The exhibit offers a fascinating look back at the early days of wearable computing, with a particular focus on 2000 when, Starner says, "this magic started to happen with power sources and everything got better." By looking back, you start to see wearables in an historical context that helps you see where things are headed. For example, the section on "Networking" looks at the importance of creating a "body network" where sensors and computers are linked together on the body and the clothing that covers it. One example is a Bluetooth-enabled device that lets FedEx workers scan and track packages, hands-free and super efficiently, with a small finger-mounted reader that's activated every time the user leans down. Expect a whole lot more of this kind of magic.

"Technologists for a long time have looked at augmenting the person," says Starner, "from eyeglasses to timepieces to the wearable technology we see today. As far back as 1945, people have been writing about putting computers on bodies, and the question is: why has it been so hard to do? This exhibit looks at the reasons why."

In the Mobile Input section, there's a wide range of weird-looking "keyboards" from over the years that allow one-handing typing. And there's conductive embroidery where computers are essentially woven into fabric and can then be controlled by various touching and brushing movements.

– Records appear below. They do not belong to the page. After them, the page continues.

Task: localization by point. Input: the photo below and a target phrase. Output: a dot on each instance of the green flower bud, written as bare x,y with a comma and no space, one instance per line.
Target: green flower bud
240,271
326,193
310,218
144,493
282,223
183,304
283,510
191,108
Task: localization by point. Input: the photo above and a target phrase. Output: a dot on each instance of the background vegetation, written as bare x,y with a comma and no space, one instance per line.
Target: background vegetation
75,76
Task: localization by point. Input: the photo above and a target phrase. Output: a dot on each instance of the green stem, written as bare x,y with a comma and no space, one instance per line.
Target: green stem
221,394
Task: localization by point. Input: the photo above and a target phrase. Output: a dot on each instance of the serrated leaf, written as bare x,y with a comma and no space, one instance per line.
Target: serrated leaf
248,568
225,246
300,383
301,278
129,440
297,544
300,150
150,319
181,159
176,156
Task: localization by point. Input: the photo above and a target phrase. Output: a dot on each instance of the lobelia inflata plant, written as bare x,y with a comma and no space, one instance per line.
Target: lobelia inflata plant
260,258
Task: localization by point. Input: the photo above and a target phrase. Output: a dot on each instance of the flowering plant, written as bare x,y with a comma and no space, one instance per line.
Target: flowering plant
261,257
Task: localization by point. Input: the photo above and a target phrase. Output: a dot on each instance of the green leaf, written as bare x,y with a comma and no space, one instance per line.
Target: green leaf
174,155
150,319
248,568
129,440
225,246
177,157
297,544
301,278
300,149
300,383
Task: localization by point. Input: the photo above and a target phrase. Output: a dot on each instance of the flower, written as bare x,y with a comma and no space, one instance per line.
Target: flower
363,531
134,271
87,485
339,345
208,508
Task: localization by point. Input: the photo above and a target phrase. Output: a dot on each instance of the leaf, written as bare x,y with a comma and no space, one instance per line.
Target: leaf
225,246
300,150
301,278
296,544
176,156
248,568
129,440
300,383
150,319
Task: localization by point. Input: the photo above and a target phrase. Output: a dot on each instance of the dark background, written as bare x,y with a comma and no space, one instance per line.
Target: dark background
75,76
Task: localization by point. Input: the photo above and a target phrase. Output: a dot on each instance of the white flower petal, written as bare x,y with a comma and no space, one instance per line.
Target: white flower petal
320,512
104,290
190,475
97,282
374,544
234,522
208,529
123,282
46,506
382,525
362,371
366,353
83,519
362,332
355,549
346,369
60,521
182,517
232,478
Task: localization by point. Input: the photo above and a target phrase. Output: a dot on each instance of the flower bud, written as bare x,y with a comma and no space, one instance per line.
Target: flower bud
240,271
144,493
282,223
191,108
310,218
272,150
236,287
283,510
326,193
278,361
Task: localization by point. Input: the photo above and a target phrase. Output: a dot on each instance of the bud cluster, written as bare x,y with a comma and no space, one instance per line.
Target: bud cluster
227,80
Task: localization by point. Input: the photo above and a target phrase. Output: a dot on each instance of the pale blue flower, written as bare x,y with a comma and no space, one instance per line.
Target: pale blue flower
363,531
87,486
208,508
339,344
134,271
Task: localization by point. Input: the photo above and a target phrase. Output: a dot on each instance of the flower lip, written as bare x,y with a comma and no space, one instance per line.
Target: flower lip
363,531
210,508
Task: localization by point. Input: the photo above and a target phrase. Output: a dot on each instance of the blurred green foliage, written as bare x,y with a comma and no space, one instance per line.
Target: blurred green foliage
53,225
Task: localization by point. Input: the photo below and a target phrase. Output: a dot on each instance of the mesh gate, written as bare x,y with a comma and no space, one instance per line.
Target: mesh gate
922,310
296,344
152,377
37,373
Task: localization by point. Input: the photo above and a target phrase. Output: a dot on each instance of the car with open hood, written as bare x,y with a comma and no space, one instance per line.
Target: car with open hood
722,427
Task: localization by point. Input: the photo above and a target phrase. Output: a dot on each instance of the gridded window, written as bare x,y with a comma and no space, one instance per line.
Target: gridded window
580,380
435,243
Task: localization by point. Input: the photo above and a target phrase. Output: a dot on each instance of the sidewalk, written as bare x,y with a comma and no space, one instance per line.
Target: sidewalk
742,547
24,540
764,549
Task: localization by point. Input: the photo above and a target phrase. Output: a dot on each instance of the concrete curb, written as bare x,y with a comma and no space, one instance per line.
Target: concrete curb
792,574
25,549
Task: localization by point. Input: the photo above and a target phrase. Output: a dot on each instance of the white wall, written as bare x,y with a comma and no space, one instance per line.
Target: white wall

Co-curator Clint Zeagler is a research scientist at Georgia Tech's School of Industrial Design, where he teaches courses like "Wearable Product Design" and "Mobile Ubiquitous Computing," subjects borne of his academic pursuits in both fashion design (Domus Academy in Milan) and industrial design (from Georgia Tech). He says the exhibit was inspired by seven years of teaching alongside Starner: As the two began to collaborate on projects, Zeagler says, "I gradually learned that Thad had been collecting wearables for the past 20 years and had closets full of things like head-mounted displays and other contraptions that would attach to the human body, both stuff he had made and stuff he had found that came out of consumer-grade electronics.

Zeagler started pushing Starner to help put together an exhibit and "he finally said, 'OK, here's my stuff.' " First came a showing at a conference in Canada, then a museum in Munich, "and then to Angela Merkel's office in Berlin," says Zeagler. The current show, which runs through Sept. 20, offers a sweeping look at a technology that's been percolating just below the public's radar for decades now.

"When these guys at MIT and other places started looking at this stuff more than 20 years ago, they were literally taking apart laptops and strapping them to their bodies," said Marc Weber, Internet History Program founder at the museum. "There was no Bluetooth and it was difficult to connect to the Internet wirelessly. But the technology is now either ready or getting very close to being ready, and the next frontier will be how people use this technology."

So where is all this going? Starner continues his work with Google Glass and other projects. Zeagler keeps embedding textiles with sensors, a practice he says will become more and more common as the tech and fashion industries continue to work more closely together on projects.

Referring to this growing use of conductive thread that essentially turns clothing into computers, Zeagler excitedly says "you can touch the fabric and control stuff; your clothes essentially become an interface."